Тим младший дёрнулся, словно хотел что-то сказать, но осекся, едва взглянув на Кроттета и на отца, взгляд и того, и другого не предвещал ничего хорошего.
— К нему лучших психиатров. Всех чинов и званий с этого момента он лишён. Готовьте официальные бумаги. Уведите.
Это немедленно выполнено. Вместо тех четверых и охранников вошли новые люди. Несколько женщин и мужчин. Лучшие столичные медики, медсёстры и переводчик.
— Прикажите снять её? — спросил Кроттет.
А император нутром чует — министр просто жаждет об обратном приказе — добить.
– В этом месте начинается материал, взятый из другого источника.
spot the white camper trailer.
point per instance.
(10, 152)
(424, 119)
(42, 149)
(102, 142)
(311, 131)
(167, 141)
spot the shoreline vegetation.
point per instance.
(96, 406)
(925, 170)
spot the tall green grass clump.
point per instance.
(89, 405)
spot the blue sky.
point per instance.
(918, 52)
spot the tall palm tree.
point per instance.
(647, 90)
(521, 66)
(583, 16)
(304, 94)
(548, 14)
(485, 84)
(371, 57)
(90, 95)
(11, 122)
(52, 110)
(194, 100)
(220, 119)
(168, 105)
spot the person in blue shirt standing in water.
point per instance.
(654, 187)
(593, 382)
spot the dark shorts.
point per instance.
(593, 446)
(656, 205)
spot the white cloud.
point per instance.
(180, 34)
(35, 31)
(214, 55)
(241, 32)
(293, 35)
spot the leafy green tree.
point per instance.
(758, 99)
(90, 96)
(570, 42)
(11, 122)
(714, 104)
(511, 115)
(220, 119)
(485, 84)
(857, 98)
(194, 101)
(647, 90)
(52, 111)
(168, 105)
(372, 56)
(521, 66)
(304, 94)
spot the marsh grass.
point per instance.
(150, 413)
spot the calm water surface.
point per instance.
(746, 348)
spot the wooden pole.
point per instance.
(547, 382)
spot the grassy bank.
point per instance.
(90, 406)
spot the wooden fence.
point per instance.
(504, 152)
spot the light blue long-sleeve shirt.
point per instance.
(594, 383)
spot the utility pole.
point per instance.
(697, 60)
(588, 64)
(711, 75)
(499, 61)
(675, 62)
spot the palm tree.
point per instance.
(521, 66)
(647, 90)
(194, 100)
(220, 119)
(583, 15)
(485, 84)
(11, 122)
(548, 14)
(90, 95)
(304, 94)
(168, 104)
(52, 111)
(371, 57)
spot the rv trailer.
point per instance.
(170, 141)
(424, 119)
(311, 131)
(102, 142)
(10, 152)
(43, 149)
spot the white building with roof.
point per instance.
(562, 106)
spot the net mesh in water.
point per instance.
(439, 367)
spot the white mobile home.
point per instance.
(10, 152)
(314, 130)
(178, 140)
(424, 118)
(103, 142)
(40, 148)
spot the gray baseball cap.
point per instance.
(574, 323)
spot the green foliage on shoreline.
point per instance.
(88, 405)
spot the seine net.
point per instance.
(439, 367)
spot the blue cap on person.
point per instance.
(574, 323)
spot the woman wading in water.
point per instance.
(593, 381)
Да и сам с трудом борется с подобным желанием.
— Да. Пусть её осмотрят и приведут в порядок. Я хочу говорить с ней и как можно скорее.
Был десятый месяц четвёртого года войны…
Марина очнулась от резкого запаха, ударившего в ноздри. Открыла глаза, и сразу закрыла, ибо в лицо бьёт яркий свет. Чувствует, что лежит на чём-то похожем на клеёнку. И на ней ничего нет, но нет ощущения грязи на теле, преследовавшей её несколько месяцев кряду. Вокруг стоят несколько человек. Но не только мужчины. И ничего страшного с ней вроде не происходит. Ибо это врачи.
— Она очнулась. — сказал кто-то по-грэдски, но с резким акцентом.
— Позвать переводчика? — это на миреннском языке
— Рано. Сделайте ещё два укола вот этого.
— Не опасно?
— Нет. Она чрезвычайно вынослива, но очень слаба.
— Поразительно, что она выжила.
Марина всё понимает, но лежит абсолютно неподвижно, хотя уколы довольно болезненны. Но по сравнению с тем, что пришлось испытать раньше…
— Она очень сильно истощена. Придётся подбирать специальную диету.
— Сейчас это не важно.
— Сильной эмоциональной встряски в настоящий момент она может просто не выдержать. Душевные силы её на пределе.
— Есть приказ.
— Она очень больна.
— Есть приказ.
— Ей нужно время, что бы хоть немного оправиться. Хотя бы несколько часов.
— Они у вас есть.
— Теперь её можно поднимать.
— Она сможет стоять на ногах?
— Не знаю.
Марина почувствовала, что стол пошёл вверх. Чьи-то руки аккуратно подхватывают её. Через голову накинули что-то вроде халата без рукавов. Теперь она стоит, поддерживаемая с двух сторон.
— Она в сознании?
— Да.
— Пусть откроет глаза.
Заговорил переводчик. Его грэдский просто великолепен.
— Ваше высочество, вы нас слышите?
— Да. — еле слышно ответила Марина. Ей просто очень тяжело говорить.
— Сейчас вас отведут в другое помещение и помогут одеться, потом вас накормят.
Неожиданно его прервали.
— Почти ничего из того, что вы доставили, ей сейчас есть нельзя. Она очень истощена.
— А что можно?
В этот момент Марина открывает глаза. Это действительно что-то очень похожее на хорошо оборудованную операционную. Всё белое. Кафель, стекло и металл. Довольно много народу. Несколько врачей и офицеров. Марину под руки поддерживают две молодых женщины в белых халатах. Один из врачей — мужчина лет сорока разговаривает с офицером.
— Так что ей можно — спросил офицер
Врач в ответ стал говорить какие-то названия. Только однажды офицер достал блокнот и попросил что-то повторить. Из чего Марина заключила, что у него прекрасная память.
— Отпустите меня — сказала она — я хочу посмотреть, могу ли ходить сама.
Женщина взглянула в сторону одного из врачей, тот кивнул.
Марина осталась стоять. Это тяжело, но она чётко ощущает — ей вполне по силам. Да, медики над ней поработали, похоже, очень хорошо. Раны ушибы и синяки почти не болят. Губы и то словно не были разбиты. Она ощущает себя только страшно усталой. Левая рука в гипсе. Пытается сделать шаг, это вполне удаётся. Непривычно снова ходить не чувствуя на руках и ногах кандалов. Один из офицеров посторонился. За его спиной дверь.
— Пройдите туда, вам там помогут одеться.
И она сама доходит до двери. И почти нормальным шагом. И почти не шатаясь. Но только ей самой известно, чего это стоило. Те две женщины входят за ней.
За дверью на нескольких столах разложена одежда. И сбоку стоит большое зеркало. Марина идёт сразу к нему. Она уже очень давно не видела себя со стороны. А, как и почти все в её возрасте, она не прочь была повертеться перед зеркалом. Ведь ей только пятнадцать лет. И горько завидовала сверстницам, и в первую очередь, красавице-сестре. Её саму принимали за двенадцатилетнюю.